Painting is not my work; my work is to get quiet and listen, and then sometimes I paint. Or maybe I clean up a mess, or take a nap, or write. But these other things, I know now, are usually making room for painting. And so sometimes I try to skip those first steps: skip the getting centered and the listening. And sometimes, instead, I go straight to the painting part, thinking I can figure it out myself without all the work of connecting to that quiet voice. But it never works; it never works. It just messes things up.
When I get stressed out I tend to feel short on time and that all these things need to happen NOW. And so when it goes south - when a painting goes south, say - my instinct is to push through: DO more. I panic. I think ‘this must happen’ and I keep going and then it gets worse.
The answer is the opposite: get more quiet. Take more time to meditate and find the quiet space where the directives come. And then I’m in the zone, and I lose track of time, and all the things come that I can get so worked up striving for.

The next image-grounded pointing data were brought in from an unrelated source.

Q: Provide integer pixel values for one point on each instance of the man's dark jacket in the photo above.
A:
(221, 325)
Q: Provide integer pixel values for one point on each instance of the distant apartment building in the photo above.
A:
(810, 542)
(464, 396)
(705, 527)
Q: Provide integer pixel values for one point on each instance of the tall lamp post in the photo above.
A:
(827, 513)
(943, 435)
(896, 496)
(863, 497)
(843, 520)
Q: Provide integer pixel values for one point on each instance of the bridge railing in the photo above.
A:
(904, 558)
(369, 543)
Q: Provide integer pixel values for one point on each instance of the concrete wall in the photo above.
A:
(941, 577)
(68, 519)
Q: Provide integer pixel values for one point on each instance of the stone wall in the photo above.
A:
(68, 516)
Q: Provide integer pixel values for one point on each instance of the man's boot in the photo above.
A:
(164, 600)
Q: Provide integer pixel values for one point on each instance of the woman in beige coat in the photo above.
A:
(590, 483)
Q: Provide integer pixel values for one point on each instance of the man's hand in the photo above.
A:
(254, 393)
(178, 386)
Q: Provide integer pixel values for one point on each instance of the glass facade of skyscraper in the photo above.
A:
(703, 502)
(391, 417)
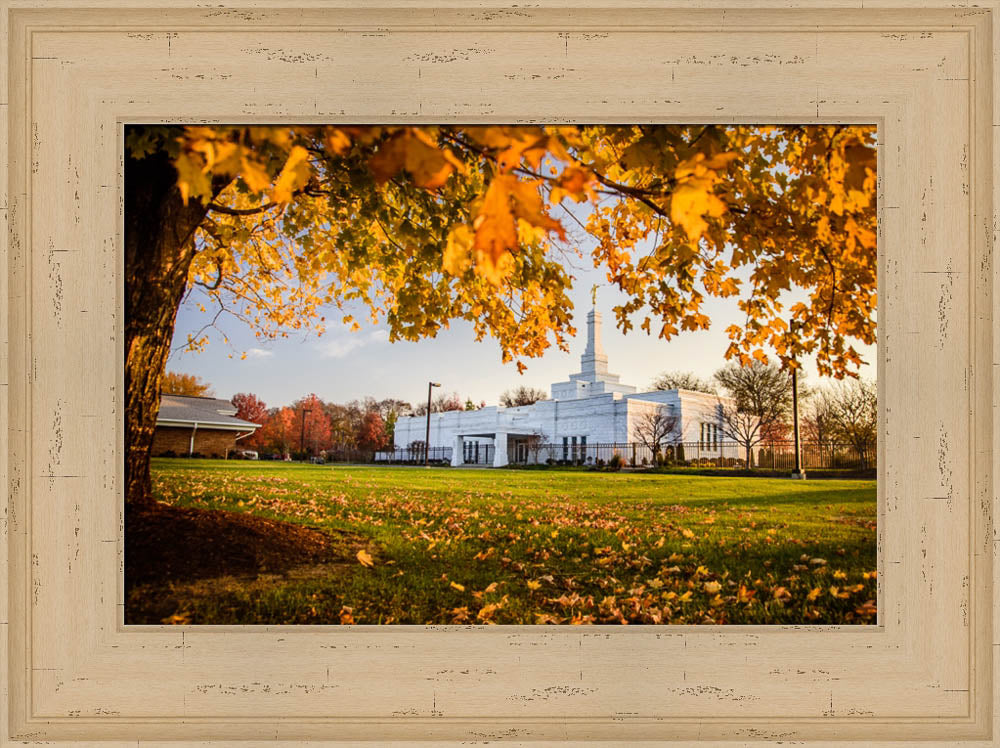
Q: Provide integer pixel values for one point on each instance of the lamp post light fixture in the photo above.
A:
(427, 436)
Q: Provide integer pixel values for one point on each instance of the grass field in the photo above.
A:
(460, 546)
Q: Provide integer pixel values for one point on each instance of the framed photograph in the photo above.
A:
(411, 541)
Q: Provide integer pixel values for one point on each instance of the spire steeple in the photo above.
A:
(594, 361)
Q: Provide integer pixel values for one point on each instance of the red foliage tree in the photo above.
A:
(316, 432)
(251, 408)
(278, 433)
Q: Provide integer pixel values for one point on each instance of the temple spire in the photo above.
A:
(594, 360)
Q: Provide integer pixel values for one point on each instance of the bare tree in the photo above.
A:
(522, 395)
(855, 415)
(684, 380)
(760, 396)
(819, 424)
(654, 427)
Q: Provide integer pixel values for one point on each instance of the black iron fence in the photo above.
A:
(412, 456)
(765, 455)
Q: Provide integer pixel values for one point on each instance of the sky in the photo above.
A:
(341, 365)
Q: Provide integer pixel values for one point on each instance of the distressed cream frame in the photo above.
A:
(923, 71)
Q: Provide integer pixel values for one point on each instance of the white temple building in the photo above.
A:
(587, 413)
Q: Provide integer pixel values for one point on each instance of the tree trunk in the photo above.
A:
(159, 247)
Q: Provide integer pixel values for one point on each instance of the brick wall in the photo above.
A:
(208, 442)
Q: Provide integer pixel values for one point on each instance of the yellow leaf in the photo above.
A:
(457, 253)
(294, 174)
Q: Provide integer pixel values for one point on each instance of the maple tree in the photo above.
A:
(425, 225)
(175, 383)
(759, 400)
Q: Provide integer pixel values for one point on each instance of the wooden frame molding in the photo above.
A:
(924, 72)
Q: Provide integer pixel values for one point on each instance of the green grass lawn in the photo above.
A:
(520, 546)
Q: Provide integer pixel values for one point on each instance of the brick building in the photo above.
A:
(203, 426)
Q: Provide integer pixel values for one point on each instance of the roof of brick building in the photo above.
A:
(202, 410)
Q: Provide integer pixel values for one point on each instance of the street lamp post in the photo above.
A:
(302, 430)
(427, 437)
(797, 473)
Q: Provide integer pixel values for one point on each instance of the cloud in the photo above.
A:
(341, 347)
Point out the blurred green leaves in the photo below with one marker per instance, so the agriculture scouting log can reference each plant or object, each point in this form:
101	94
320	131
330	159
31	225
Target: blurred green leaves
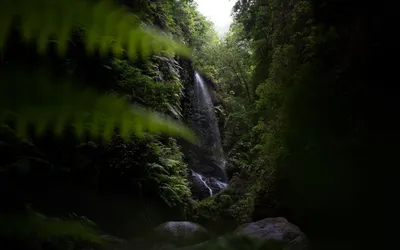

When you know, you know. So when you don’t know, DON’T DO IT - you’re probably settling. I tell myself this a lot. And I don’t always listen, although, thankfully, I think I’m getting better. It takes a lot more energy to fix things than it does to take the time and wait for them to be right in the first place. But wow, that waiting (and the work it takes to get there) can be excruciating. But it’s always, always worth it.